Unread post by abidahsaf » Sun Apr 04, 2021 11:05 pm

For $k$ being the number chosen for elimination, we can denote the number of balls in the piles initially as $1,2,3,...,k,(k+1),...,(k+m)$. Therefore, after eliminating $k$ coins by the given rule we are left with $1,2,...,(k-1),0,1,2,...,n$ balls altogether.

Observation: In the ultimate step we are left with just a unique number in several piles which is cancelled. So, in each step, if we can have the lowest amount of distinct integers after removing the coins, we can ultimately remove all coins in the minimum number of moves.

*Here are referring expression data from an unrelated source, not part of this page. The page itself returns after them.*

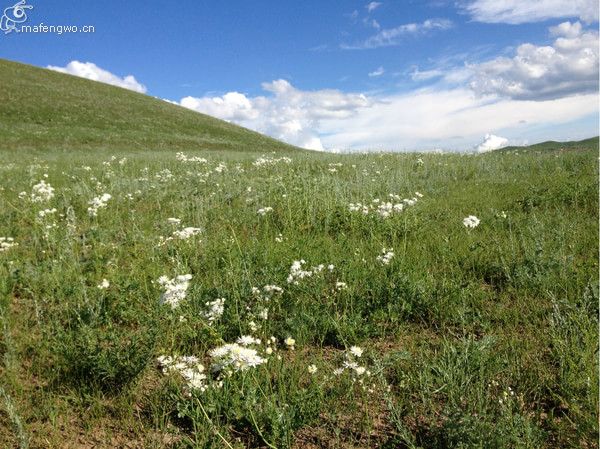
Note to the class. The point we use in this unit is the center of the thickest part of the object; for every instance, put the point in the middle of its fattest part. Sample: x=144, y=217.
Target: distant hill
x=41, y=110
x=550, y=145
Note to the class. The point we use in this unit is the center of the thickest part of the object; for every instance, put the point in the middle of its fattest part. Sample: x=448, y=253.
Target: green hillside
x=46, y=110
x=551, y=145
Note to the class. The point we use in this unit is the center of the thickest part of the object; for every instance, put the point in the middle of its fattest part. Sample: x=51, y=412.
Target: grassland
x=483, y=337
x=48, y=111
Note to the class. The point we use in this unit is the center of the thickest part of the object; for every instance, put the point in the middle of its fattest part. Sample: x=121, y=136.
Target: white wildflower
x=97, y=203
x=290, y=342
x=386, y=256
x=247, y=340
x=187, y=367
x=471, y=222
x=42, y=192
x=356, y=351
x=215, y=310
x=6, y=243
x=175, y=289
x=236, y=357
x=264, y=210
x=186, y=233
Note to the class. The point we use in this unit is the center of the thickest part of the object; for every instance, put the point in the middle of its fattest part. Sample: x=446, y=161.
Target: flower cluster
x=42, y=192
x=471, y=222
x=180, y=234
x=297, y=272
x=384, y=209
x=387, y=254
x=186, y=233
x=6, y=243
x=215, y=310
x=266, y=161
x=264, y=210
x=234, y=357
x=350, y=364
x=45, y=212
x=188, y=367
x=97, y=203
x=182, y=157
x=164, y=175
x=175, y=290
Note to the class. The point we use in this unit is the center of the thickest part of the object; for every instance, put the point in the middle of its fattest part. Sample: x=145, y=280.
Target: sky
x=394, y=75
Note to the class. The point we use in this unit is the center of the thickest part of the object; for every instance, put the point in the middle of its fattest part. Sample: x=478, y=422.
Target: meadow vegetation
x=221, y=298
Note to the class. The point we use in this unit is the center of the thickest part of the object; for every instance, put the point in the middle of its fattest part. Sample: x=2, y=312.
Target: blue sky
x=343, y=75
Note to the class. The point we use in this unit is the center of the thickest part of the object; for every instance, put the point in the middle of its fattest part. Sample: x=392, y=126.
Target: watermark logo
x=14, y=15
x=13, y=19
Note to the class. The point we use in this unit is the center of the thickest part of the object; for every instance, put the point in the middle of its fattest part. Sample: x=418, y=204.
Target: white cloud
x=91, y=71
x=289, y=114
x=378, y=72
x=490, y=143
x=569, y=66
x=542, y=92
x=373, y=6
x=524, y=11
x=452, y=119
x=393, y=36
x=424, y=75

For a system with n number of piles having $1,2,3,...n$ coins and choosing $k$ coins to remove, we are left with $(k-1)$ coins or $m$ coins (either of which is larger) and where $n = k + m$. Since $n = k + m$, $m >{\frac{n}{2}} \text{ when } k < \frac{n}{2}$ and in the second case, k is already greater than $\frac{n}{2}$. This implies that the smallest possible number of distinct integers after a step is $\frac{n}{2}$ which is possible only when $$k=\frac{n}{2}$$. This entire statement would apply for all integers n (including odd integers) if we consider the floor of $\frac{n}{2}$ (i.e. the largest integer less than $\frac{n}{2}$).

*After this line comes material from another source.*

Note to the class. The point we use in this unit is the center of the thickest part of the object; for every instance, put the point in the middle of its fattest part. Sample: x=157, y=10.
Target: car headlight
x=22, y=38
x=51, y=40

Therefore, the number of distinct numbers converges to its half in each step, and converges to $$\frac{1}{2^a}^{th}$$ in $a$ steps. Since $2^{10} < 2020 < 2^{11}$, we would have just a unique number in several piles after $10$ steps, ($1$ is the floor of $$\frac{2020}{2^{10}}$$). Thus we need a total of $11$ steps minimum to remove all the coins.